Can you clarify this?
The main teacher of the Catholic faith in every diocese is the Catholic bishop: he is the one with the chief role of "Teach, Govern, Sanctify." Everyone has a share in this by their Baptism, but the bishop is the head guy as far as the Diocese goes.
So in that sense, the local church is defined as "the people of God in union with their bishop," and yes, the bishop speaks for the Church.
Having said that, the bishop's authority pertains only in union with the Pope, only in accord with Canon Law, and only in matters of faith and morals (plus ecclesial governance and discipline in his own diocese: the ordination and assignment of clergy, good order in the church, i.e. the correct conduct of the Liturgy and the Sacraments, etc.)

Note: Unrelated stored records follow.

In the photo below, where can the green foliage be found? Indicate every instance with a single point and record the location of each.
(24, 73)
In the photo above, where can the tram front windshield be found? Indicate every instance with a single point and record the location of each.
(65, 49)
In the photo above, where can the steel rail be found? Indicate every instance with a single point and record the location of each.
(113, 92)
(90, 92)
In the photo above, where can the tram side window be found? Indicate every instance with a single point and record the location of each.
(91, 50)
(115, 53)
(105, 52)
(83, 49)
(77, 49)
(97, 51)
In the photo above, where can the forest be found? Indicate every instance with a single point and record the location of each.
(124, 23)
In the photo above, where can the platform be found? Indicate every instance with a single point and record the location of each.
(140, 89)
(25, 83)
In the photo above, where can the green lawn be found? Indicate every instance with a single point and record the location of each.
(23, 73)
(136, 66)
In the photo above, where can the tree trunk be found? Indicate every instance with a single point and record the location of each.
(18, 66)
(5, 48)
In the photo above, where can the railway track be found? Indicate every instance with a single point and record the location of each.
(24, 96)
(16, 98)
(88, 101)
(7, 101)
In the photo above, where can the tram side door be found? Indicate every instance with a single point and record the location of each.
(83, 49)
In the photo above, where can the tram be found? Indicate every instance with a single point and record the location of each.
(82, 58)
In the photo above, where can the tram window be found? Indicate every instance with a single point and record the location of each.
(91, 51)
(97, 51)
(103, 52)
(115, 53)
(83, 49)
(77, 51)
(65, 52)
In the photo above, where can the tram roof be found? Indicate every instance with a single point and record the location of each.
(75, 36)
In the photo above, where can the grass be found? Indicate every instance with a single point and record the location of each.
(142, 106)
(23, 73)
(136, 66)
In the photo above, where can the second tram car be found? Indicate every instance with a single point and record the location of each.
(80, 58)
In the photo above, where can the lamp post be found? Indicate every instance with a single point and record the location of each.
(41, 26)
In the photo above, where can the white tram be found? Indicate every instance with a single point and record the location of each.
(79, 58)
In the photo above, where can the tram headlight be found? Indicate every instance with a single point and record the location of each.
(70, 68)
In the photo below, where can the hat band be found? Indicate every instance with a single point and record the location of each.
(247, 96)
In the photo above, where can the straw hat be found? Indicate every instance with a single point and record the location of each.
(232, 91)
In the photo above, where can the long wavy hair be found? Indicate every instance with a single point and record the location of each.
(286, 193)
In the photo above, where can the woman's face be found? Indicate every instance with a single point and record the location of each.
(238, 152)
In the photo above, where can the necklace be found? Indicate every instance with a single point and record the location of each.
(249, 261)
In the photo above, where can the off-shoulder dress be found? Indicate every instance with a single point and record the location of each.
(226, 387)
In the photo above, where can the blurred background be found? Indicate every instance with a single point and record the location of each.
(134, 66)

It does not extend to prudential secular judgment, e.g. political parties and candidates, movie reviews, better homes and gardens, foreign and military policy, business, sports, the weather, entertainment, the etc. etc. --- That's the sphere of the laity, and it's not the bishop's "job" (except inasmuch as it has salient moral content, i.e. those matters which are required by God, or forbidden by Him).
In secular, prudential judgments, the bishop does not represent the Church and does not speak for the Church. He has a right to his own opinion, like anyone with a brain; his own dollar, like anyone in the market; his own vote, like any citizen.